Он ответил на поцелуй, и уже через секунду они неистово целовались, забыв обо всём на свете. Они вдруг так остро ощутили, как же соскучились друг по другу, как им обоим этого не хватало. Земля ушла из-под ног. Волна нежности накрыла их. Чувства оказались не просто живы, они стали еще сильней! Они упивались друг другом, но от этого жажда становилась лишь сильней.
Очнулась Дарья только тогда, когда футболка с Ростислава ею была уже снята, и она принялась за другие части его одежды.
— Что я творю?!!! — она зажмурилась и спрятала лицо у него на груди.
— Дарья, — начал он хрипло, пытаясь успокоить дыхание.
— Прости, — прошептала она. — Мы не должны.
— Да, я понимаю, — с трудом проговорил он.
Так же лихорадочно, как снимала, она принялась надевать на него футболку. Он хотел её остановить, хотел сказать, что и сам справится. Но разве её остановишь?
С третьей попытки она таки натянула на него злополучную футболку.
— Всё! Иду говорить с Фимой, — и развернулась идти.
— Дарья?!
— Что?!
Он загадочно молчал, и ей пришлось обернуться. Ростислав показал ей взглядом на футболку.
— А, — она улыбнулась, извиняясь.
Футболка была одета не только навыворот, но и задом — наперёд.
Дарья опять собралась его переодевать.
— Спасибо! — сказал он сквозь смех и жестом остановил её. — Мне было безумно приятно, но лучше я сам.
— Да! — согласилась она. — Действительно, лучше сам.
Когда все манипуляции с переодеванием были закончены, они пошли в лагерь.
— Давай вернёмся другим путём и не вместе, — предложила Дарья. — Я не хочу, чтобы о нас лишний раз сплетничали.
— С каких пор тебя волнует мнение окружающих?
— Не особо волнует, но давай соблюдать приличия.

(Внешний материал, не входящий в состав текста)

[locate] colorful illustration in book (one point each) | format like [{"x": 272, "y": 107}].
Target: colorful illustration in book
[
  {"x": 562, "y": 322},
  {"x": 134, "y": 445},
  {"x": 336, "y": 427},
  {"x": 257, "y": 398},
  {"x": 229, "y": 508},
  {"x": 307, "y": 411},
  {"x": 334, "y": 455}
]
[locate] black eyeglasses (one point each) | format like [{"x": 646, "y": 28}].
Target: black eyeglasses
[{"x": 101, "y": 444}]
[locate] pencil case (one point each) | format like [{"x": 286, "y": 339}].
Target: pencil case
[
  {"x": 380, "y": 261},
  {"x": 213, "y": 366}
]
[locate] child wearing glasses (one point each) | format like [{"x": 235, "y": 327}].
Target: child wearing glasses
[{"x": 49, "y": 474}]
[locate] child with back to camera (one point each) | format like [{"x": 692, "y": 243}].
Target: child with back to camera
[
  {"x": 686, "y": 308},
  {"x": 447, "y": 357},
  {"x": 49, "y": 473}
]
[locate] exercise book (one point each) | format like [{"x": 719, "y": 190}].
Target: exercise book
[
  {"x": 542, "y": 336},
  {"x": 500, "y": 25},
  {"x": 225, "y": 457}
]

— Да все уже давно обо всём догадались.
— Догадки строить это одно, а… — и она многозначительно промолчала.
— Хорошо, у самого лагеря разойдёмся в разные стороны.
И они побрели по зарослям в нужном направлении.
До лагеря оставалось совсем немного, когда Дарья, вдруг, резко остановилась. И Ростислав, шедший сзади, врезался в неё. Он поднял голову и застыл так же, как и она, увидев чудную картинку.
На небольшой полянке Фима с Майей целовались, раздевая друг друга. И если бы они пришли на пару минут позже, то застукали бы их в самом разгаре любовных игр.
Ростислав тихонько взял Дарью за плечи и хотел уже увести, чтобы не мешать той парочке. Но Дарья была бы не Дарья, если бы в тот самый момент не произнесла:
— Кхе, кхе!
Парочка испуганно замерла и обернулась на звук.
Майя схватила первое, что попалось под руку, и прикрылась. Фима по-рыцарски закрыл её собой.
— Дарья! Это не то, что ты подумала, — брякнул он первое, что пришло в голову, лихорадочно натягивая шорты.
Она расхохоталась:
— Глупее оправдания невозможно придумать.
— Это совсем другое.
— Как интересно! И что же это?
— Ну, это просто дружеский поцелуй в благодарность за спасение.
— Ага, и ты для этого снял штаны? По-дружески.
Фима замялся. Дарья стояла, скрестив на груди руки, ожидая от Фимы дальнейших оправданий. А в голове промелькнуло: «Как хорошо, что это я его застукала, а не он меня».
Майя, тем временем быстро одевшись, тихонько ускользнула с поляны
— Я тоже, пожалуй, пойду, — сказал Ростислав Даше. — Вам, кажется, нужно поговорить, — произнёс он с долей сарказма, ведь, по сути, говорить было уже не о чем.
Когда Ростислав вслед за Майей ушёл, Фима принялся оправдываться:
— Дарья, я тебе клянусь, между нами ничего не было. То, что ты увидела — это впервые. Просто — накатило, я сам не понимал, что делаю. Это было… как…. как…наваждение, — его вдруг понесло, и он разоткровенничался. — Это странно. Я не могу о ней не думать. Она всё время перед глазами, — говорил он Дарье, постепенно прозревая сам.
— Расслабься, — произнесла она совершенно спокойно и даже с нежностью. — Это любовью называется.
Фима удивился таким словам и тону, которым они были произнесены, и посмотрел на неё внимательней:
— Ты не сердишься, не ревнуешь, даже не хочешь врезать мне по морде?